The advertised spread vs what you actually pay
Here’s the part the marketing tends to skip. The headline “from 0.0 pips” you see on EUR/USD is the minimum, the figure that appears during peak-liquidity hours, not the number you pay on average. Across a full trading day, including quieter stretches, the real average sits a little higher even on the tightest accounts. On raw or ECN accounts, that near-zero spread also comes with a separate commission per lot, so the true cost is the spread plus the fee combined.
The takeaway is to judge EUR/USD on its average, all-in cost rather than the advertised minimum. A 0.0-pip spread with a commission can cost more than a slightly wider spread with none, which is exactly the comparison laid out in spread vs commission vs swap.
When even EUR/USD widens
Tightest doesn’t mean immune. EUR/USD’s spread still widens when liquidity thins or volatility spikes. A US jobs report, a Federal Reserve or ECB decision, or a CPI print can push it from a fraction of a pip to several pips for the surrounding seconds. It drifts wider in the quiet hours after the New York close, on public holidays, and in the gaps that open around unexpected, market-moving headlines. The widening is brief and the pair re-tightens fast, but it’s there, and it lands at the moments traders most want to act. The same effect hits every market around scheduled releases, as the spread widening during news events guide explains.

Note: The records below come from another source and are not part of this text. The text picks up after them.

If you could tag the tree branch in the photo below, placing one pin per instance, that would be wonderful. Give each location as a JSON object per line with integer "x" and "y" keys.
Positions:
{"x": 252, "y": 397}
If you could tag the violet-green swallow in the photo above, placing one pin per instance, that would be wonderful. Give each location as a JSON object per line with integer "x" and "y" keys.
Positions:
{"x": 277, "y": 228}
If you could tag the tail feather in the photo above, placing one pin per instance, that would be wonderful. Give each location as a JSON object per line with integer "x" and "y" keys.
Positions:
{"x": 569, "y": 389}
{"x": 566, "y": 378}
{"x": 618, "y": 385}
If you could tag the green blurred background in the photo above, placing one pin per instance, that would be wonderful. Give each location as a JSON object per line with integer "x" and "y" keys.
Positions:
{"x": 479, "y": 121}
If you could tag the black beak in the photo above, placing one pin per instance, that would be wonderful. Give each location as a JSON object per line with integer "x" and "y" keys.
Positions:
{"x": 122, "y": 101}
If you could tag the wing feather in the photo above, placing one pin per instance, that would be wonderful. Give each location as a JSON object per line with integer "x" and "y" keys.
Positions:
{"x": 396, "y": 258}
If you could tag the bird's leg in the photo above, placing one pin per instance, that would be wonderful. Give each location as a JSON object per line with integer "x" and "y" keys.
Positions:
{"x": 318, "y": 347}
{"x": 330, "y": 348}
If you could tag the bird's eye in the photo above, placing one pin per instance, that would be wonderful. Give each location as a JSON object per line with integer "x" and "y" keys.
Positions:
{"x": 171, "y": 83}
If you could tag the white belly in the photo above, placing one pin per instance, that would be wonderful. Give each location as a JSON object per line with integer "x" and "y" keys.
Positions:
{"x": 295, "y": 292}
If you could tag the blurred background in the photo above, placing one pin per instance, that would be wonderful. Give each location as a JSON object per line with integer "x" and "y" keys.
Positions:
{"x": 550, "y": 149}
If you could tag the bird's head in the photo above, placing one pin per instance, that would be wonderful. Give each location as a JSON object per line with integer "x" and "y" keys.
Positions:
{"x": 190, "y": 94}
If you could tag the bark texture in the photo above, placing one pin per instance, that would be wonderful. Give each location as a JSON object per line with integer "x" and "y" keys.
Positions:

What EUR/USD’s tight spread means for you
Three things follow from all this. First, EUR/USD is the cleanest benchmark for judging a broker’s pricing: if its EUR/USD cost is uncompetitive, nothing else will be tighter. Second, the low cost makes it the natural home for scalpers, day traders, and beginners, anyone who trades often or wants to keep costs simple, which is why it sits at the top of the assets with the tightest spreads. Third, and easy to forget: a tight spread lowers your cost, not your risk. EUR/USD is cheap to trade, but it still moves sharply on interest-rate and political news like any other pair. Cheap to enter is not the same as safe to hold.
Trade EUR/USD and more on PrimeXBT from one account, or see how the platform approaches its spreads. For the wider context, start with what a spread in trading is.
Trading involves risk.
Why does EUR/USD have the lowest spread?
Because it's the most heavily traded pair in the world, pairing the two largest economies and the global reserve currency. That enormous volume creates the deepest liquidity of any pair, so the bid and ask sit extremely close together and market makers compete to keep the spread tight.
Is EUR/USD always the tightest pair?
Almost always, but not in every moment. Its spread can widen sharply around major news, in thin overnight hours, and on holidays. Even so, it remains among the tightest pairs available the vast majority of the time.
Does a tight EUR/USD spread mean low risk?
No. A tight spread lowers the cost of entering and exiting, not the risk of the trade. EUR/USD is inexpensive to trade but still moves sharply on interest-rate decisions, economic data, and political news, so it carries the same market risk as any leveraged position.
Is EUR/USD good for beginners?
Yes, for cost reasons. Its low spread and deep liquidity make trades cheaper to enter and easier to exit, and its price action is widely analysed. Beginners should still respect its volatility around news and manage position size and risk carefully.